4.  The essence of the third grouping as described in paragraph 13 of the Memorials is that its members can all submit proposals under Part 1 of the 2007 Act, and can do so both before and after the commencement date. As explained in paragraph 3 of the Statement, proposals may only be made in response to an invitation by the Secretary of State under section 2. No such invitation is in prospect for reasons of policy, but that apart the Secretary of State could not reasonably invite proposals which had to be made by the commencement date. Such an invitation would be futile because clause 1(1) of the Bill, once enacted, would render nugatory any proposal made in response to the invitation. An invitation that requested proposals no later than the commencement date would therefore be unlawful.

5.  It would legally be possible for the Secretary of State to issue an invitation before the commencement date requesting proposals by a date after the commencement date. In that event, no local authority could reasonably submit proposals before the commencement date in the knowledge that they would be rendered nugatory by the Bill when enacted. To spend council taxpayers' money on such a futile exercise would be unreasonable and, in consequence, unlawful.
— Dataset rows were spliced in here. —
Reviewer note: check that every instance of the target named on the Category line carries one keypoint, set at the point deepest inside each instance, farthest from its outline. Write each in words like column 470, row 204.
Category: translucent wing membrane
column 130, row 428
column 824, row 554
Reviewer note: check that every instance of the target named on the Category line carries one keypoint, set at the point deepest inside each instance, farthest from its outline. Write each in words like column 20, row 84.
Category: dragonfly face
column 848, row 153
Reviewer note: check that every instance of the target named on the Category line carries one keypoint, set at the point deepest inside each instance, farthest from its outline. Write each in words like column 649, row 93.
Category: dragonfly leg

6.  There cannot therefore be any issue of hybridity connected with a theoretical requirement for proposals to be made before the commencement date.
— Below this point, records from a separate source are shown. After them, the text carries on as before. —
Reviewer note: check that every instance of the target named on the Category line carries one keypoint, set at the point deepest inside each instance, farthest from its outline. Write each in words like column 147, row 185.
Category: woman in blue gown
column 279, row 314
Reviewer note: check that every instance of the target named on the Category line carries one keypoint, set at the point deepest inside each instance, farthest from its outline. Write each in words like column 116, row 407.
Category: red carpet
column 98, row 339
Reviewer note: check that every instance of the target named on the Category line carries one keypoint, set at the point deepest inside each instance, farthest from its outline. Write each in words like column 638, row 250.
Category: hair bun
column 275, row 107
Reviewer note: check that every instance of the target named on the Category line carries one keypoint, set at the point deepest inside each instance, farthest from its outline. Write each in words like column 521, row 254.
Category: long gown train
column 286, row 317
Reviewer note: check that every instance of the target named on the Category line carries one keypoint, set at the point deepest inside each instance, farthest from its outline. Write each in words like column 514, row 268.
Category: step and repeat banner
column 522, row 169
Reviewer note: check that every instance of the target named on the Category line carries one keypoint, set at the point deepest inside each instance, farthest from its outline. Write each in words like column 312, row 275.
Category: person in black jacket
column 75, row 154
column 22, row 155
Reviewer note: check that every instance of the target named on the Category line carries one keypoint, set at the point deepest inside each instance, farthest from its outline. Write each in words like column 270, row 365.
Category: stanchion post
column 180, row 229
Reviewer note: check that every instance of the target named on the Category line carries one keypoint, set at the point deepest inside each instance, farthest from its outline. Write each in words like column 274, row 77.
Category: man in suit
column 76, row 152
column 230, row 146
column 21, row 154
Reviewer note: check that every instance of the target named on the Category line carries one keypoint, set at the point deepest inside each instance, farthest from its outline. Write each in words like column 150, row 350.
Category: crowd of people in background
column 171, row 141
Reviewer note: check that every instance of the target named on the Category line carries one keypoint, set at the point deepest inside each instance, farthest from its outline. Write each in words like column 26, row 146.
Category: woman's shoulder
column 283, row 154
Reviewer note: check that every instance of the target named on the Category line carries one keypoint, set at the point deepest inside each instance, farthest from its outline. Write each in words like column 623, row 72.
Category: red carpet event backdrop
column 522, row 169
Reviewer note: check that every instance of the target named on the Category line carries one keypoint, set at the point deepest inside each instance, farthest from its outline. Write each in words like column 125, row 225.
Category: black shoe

7.  As regards events after the commencement date, the Secretary of State remains able to issue invitations under section 2 and the Bill's provisions will not alter that position. Thus the Bill does nothing to create an affected third class such as is described by the former Memorialists.

8.  The supposed third class is by its nature one to which the Bill does not apply. It is therefore irrelevant to any test of hybridity. The tests of hybridity are all concerned with the effect of the Bill and whether that effect differentiates between classes. Hybridity does not arise because a Bill fails to capture some class that is not within the scope of the Bill.

9.  The issue that is relevant to class is whether the Bill affects, in the sense of having a legal effect on, a class only some of whose members are caught by the Bill. Looked at in that way, the former Memorialists, both of which are legislated for in the Bill, are the only local authorities that come within the class to which clause 1(3) of the Bill relates.

Whether class is germane to subject matter

10.  The Memorialists contend in paragraph 16 of the Memorials that their third grouping is germane to the subject matter of the Bill. This, too, is incorrect. The single purpose of the Bill is as explained in paragraph 12 of the Statement of Fact. It is concerned only with the implementation of uncompleted proposals, of which there is a finite number (see paragraph 11 of the Statement). The wider issue of the implementation of Part 1 of the 2007 Act generally is not legislated for in the Bill and so is not germane to it.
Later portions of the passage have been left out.